Gita Gopinath: So Kai, I’m not sure I would say this is an optimistic forecast. We have a small upgrade of 0.3%. But that said, yes, there is tremendous uncertainty because we have a mutating virus. And we are in this race with vaccinations.
Ryssdal: On the idea of fiscal stimulus, I don’t want to get too bogged down in American politics, easy though that may be to do, but it’s pretty clear [President Joe Biden’s] $1.9 trillion plan is not going to go through as he certainly would intend. You talk here about worries that governments might move to austerity as they start thinking about how much money they’re spending. What’s your trepidation level there?
Gopinath: Well, our view is that we are still in the midst of this pandemic. So there is a need to provide effective and targeted support to struggling households and businesses. And also, in the case of the U.S., have more spending on rolling out the vaccinations at a much faster pace than what we’re seeing right now. So this is needed, and it has to be done in a targeted manner.
Ryssdal: Well, but what happens if that doesn’t happen?
Gopinath: Well, again, the details of this package are being worked out. And my hope is that some of it will happen.
Ryssdal: Let me turn to monetary policy. As you know, the U.S. Federal Reserve is meeting today and tomorrow. They are going to hold interest rates where they have been, which is bargain-basement low. Other central banks are doing the same thing. And you’re banking on central banks — pun, I suppose, not really intended — keeping interest rates extremely low through the duration of this forecast.
Gopinath: We expect central banks to keep interest rates low for a while. I mean, the question is, what are the risks associated with that? Is there a risk of inflation? The way we see it, inflation expectations are quite well anchored. But then there is, of course, the financial risks that could be building up. And we’ve been making the call for a lot more attention to that.
Ryssdal: Explain that a little bit, for for people listening.
Gopinath: We’ve seen fairly exuberant financial conditions, somewhat disconnected from the real economy, that there is some overvaluation in assets. And that’s something to pay close attention to.
Ryssdal: Economies are being allowed to run hot, that is to say, lots of fiscal stimulus, really low interest rates, because inflation is not a worry. I wonder, what your take is on that? It used to be that you let an economy run hot, and everybody said, ‘Oh, my goodness, terrible things are gonna happen. And now it’s kind of like, ‘meh.’
Gopinath: Oh, yes, I think some things were learned over the last decade. We had [the] U.S. unemployment rate go to 3.5%, which was, you know, a decade low, and still did not see much inflation pressure. We still have a labor market slack. That, including what we would describe as inflation expectations, which is a very important piece of this, is what makes one expect inflation to stay within the target.

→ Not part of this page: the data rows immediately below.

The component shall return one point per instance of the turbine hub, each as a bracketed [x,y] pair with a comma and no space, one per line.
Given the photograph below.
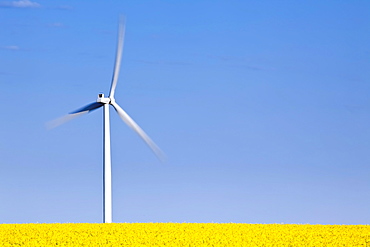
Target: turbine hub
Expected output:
[102,99]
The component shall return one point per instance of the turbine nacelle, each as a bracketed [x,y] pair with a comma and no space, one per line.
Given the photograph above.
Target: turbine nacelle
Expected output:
[104,102]
[102,99]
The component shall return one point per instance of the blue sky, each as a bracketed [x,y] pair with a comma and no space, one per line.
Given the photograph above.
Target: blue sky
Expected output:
[262,108]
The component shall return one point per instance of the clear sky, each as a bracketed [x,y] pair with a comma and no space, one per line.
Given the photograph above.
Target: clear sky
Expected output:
[262,108]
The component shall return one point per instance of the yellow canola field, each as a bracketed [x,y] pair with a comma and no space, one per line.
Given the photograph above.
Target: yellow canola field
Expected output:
[183,234]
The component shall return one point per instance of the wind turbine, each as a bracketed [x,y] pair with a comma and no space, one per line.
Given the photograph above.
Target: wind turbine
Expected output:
[105,102]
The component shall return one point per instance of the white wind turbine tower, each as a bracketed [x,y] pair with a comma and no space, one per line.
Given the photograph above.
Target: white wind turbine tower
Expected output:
[105,102]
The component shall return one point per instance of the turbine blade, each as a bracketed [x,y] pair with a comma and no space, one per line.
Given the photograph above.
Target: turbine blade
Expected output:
[121,35]
[131,123]
[86,109]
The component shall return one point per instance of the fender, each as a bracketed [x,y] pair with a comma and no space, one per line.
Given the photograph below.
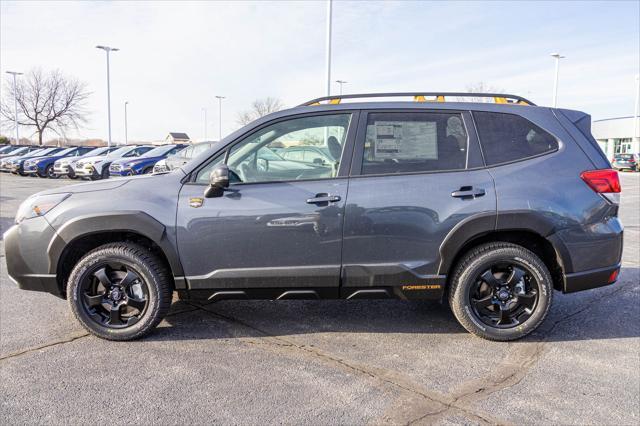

Ryssdal: Yeah, and inflation expectations right now are extremely low. Last question, and then I’ll let you go, Dr. Gopinath. If we come to you in six months, what’s your sense of how you’re going to be feeling about the global economy?
Gopinath: Well, I hope that in these six months, we would have much greater success in ending this health crisis, much faster success, through a much more accelerated rollout of vaccinations. Not just in the countries that have gotten vaccines right now, but in poorer nations also. And if we do that, then I think we could come in six months to a point where the world economy is recovering strongly and on a more stable footing.
Ryssdal: You know, I lied. This is actually the last question. I say on this program all the time, the virus is the economy for this country, certainly. Is it fair to say that for the global economy, too?
Gopinath: Absolutely, I think that is right now very much the case.